Tell me how your collaborations with Kathy Troccoli and Rich Mullins came about.
Kathy had attended our Mass and heard us sing “I Will Choose Christ.” She came down to sing the closing song with us and she whispered to me, “I want to record that song.” I said, “Yeah, right!” and she said, “I'm serious.” So we got together. The song, as it was, was liturgical and probably wouldn't be played on the radio so we changed the lyrics and added a bridge. It became No. 1 on Christian radio and was later nominated for a Dove Award.
I first met Rich Mullins backstage after a concert and we got along. He gave me his home number and encouraged me to call him. I thought, “Who am I to call Rich Mullins?” and so I didn't.
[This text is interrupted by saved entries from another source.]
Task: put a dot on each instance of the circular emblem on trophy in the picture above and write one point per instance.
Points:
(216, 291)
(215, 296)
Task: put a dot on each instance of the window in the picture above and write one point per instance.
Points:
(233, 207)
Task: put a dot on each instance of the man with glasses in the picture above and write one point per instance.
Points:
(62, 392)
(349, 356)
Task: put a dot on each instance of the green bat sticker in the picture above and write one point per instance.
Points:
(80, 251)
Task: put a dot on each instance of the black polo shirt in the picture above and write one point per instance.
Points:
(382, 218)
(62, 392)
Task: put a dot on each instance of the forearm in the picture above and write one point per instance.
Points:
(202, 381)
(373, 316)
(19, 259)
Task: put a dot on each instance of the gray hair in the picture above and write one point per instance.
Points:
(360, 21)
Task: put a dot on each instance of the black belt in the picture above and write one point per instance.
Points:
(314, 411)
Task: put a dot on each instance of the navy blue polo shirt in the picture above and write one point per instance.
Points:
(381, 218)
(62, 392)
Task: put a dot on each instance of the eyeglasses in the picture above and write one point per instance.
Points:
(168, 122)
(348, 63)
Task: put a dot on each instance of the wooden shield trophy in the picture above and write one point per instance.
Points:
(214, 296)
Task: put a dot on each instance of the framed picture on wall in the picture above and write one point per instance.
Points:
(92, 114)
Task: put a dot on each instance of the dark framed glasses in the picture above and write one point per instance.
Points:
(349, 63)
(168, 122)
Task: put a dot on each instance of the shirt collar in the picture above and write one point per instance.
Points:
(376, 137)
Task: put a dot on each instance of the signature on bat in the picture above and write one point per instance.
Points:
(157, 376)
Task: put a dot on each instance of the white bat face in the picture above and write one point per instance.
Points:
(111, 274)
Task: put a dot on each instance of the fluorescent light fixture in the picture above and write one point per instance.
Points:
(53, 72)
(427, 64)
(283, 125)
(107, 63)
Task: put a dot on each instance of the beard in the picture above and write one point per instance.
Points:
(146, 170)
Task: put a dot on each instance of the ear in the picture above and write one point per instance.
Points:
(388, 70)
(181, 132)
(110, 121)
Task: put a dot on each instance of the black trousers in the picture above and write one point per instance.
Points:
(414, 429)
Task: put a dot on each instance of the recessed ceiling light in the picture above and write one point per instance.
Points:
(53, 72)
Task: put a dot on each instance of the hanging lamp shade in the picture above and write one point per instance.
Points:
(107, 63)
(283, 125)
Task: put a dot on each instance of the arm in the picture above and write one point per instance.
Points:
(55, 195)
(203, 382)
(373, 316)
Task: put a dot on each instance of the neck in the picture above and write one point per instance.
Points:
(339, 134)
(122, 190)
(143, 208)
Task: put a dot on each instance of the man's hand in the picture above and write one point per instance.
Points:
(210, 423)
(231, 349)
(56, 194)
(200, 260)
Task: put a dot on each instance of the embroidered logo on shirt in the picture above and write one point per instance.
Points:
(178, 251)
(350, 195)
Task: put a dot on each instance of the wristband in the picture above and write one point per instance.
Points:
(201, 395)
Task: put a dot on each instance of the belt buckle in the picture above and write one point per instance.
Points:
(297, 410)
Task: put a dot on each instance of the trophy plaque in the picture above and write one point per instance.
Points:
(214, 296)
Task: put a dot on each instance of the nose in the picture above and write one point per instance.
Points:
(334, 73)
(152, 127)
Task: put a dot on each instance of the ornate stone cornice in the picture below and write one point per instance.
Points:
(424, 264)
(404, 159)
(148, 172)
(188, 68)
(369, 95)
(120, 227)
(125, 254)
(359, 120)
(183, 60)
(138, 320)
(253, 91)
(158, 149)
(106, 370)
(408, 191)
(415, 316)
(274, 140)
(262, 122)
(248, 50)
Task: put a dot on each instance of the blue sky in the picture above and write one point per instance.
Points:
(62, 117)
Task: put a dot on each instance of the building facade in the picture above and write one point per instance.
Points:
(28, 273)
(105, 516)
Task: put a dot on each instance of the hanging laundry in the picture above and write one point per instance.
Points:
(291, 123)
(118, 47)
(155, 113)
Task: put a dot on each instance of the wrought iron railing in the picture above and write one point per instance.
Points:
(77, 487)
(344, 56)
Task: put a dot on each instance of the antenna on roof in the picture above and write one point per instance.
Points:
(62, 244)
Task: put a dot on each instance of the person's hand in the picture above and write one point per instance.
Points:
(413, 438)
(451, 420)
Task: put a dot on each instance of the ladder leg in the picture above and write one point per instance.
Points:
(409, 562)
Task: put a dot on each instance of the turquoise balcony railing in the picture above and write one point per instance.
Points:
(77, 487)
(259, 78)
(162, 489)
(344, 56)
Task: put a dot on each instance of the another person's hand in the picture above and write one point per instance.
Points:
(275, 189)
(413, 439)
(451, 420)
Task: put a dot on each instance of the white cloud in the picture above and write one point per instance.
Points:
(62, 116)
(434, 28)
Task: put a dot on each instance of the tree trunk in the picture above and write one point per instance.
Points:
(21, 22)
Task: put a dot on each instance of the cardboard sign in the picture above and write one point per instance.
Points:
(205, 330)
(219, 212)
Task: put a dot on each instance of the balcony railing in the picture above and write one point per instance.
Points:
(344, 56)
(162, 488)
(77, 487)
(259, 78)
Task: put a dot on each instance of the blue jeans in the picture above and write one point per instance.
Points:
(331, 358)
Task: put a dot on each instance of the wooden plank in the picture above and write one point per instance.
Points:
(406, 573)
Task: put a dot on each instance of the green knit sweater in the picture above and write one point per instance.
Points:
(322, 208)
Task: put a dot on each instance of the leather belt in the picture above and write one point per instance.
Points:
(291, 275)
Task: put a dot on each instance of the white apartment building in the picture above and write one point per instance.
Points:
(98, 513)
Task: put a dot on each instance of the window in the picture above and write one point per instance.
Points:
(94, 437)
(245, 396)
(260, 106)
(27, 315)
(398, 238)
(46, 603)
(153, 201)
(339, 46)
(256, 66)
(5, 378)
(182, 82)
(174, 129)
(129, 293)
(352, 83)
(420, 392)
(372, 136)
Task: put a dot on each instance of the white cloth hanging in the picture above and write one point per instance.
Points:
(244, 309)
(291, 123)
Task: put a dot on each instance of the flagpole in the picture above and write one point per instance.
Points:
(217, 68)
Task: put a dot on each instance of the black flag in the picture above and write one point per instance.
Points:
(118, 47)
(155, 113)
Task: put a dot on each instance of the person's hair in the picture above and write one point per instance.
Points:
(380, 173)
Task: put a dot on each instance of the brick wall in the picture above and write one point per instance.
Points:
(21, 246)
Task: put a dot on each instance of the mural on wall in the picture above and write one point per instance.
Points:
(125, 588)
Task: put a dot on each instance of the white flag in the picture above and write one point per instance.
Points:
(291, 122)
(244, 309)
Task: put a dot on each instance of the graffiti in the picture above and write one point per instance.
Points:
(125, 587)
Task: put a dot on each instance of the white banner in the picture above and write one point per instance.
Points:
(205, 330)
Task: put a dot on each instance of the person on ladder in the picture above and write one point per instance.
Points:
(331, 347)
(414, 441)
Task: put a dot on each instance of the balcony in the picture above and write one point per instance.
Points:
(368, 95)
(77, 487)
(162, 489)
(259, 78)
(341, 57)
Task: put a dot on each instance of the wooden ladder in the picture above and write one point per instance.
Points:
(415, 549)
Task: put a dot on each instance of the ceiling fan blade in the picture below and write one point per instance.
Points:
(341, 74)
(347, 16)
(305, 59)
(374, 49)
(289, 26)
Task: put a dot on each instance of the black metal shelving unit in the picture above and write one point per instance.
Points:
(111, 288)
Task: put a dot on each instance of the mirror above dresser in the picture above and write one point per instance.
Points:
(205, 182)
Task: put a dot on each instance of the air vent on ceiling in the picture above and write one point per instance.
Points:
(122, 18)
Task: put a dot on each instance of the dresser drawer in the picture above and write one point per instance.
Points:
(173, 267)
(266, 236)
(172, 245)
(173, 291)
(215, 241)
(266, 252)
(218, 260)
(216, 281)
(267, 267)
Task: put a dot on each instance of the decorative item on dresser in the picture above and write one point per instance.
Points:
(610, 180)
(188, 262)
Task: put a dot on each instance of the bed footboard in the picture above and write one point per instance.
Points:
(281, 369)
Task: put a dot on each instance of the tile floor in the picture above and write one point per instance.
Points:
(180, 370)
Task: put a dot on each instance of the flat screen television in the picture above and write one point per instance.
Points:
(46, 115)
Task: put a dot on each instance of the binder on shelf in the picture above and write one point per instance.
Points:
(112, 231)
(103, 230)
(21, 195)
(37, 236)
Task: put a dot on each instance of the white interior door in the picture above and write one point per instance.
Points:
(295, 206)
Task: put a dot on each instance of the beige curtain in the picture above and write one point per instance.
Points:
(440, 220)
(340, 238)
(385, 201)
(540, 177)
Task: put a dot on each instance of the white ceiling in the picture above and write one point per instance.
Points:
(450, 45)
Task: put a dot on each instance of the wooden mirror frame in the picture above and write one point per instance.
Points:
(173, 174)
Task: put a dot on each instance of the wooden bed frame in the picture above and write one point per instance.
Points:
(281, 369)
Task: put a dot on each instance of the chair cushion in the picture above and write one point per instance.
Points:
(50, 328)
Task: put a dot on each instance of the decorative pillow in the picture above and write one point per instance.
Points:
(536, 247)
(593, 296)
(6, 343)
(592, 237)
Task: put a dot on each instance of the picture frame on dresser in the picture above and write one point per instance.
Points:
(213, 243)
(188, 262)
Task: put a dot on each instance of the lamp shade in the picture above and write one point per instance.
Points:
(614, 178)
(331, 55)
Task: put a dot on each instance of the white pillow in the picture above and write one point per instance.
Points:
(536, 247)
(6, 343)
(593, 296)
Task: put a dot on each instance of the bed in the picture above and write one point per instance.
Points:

Later, while on retreat at John Michael Talbot's hermitage I met Rich again and the first thing he said to me was, “You never called me.”
The last two and a half years of his life he served as a kind of mentor to me. He had been writing a song and asked me and a friend [Mitch McVicker] to help him finish it. We wrote “Nothing Is Beyond You,” but he died tragically before it could be recorded.
Small, alongside with my grief in losing a friend, there was also the loss of that song. I was completely surprised when in December following his death Myrrh Records called. They said, “We understand that you wrote this song with Rich Mullins. Amy Grant would like to record it. Do we have your permission?” It was like getting a call from Rich himself.
Tell me a bit about your most recent album.
I worked on “Change Me” for about two years, and I'm very excited about it. It's certainly my strongest recording to date. It includes a variety of styles including worship, liturgical pieces, and radio-ready songs. It includes a love song I wrote to Our Lady that I sing at a lot of weddings.
It also includes a tribute to the late Rich Mullins called “Just Another Day.” Stylistically and lyrically it's a song that I never could have written if I had never met Rich.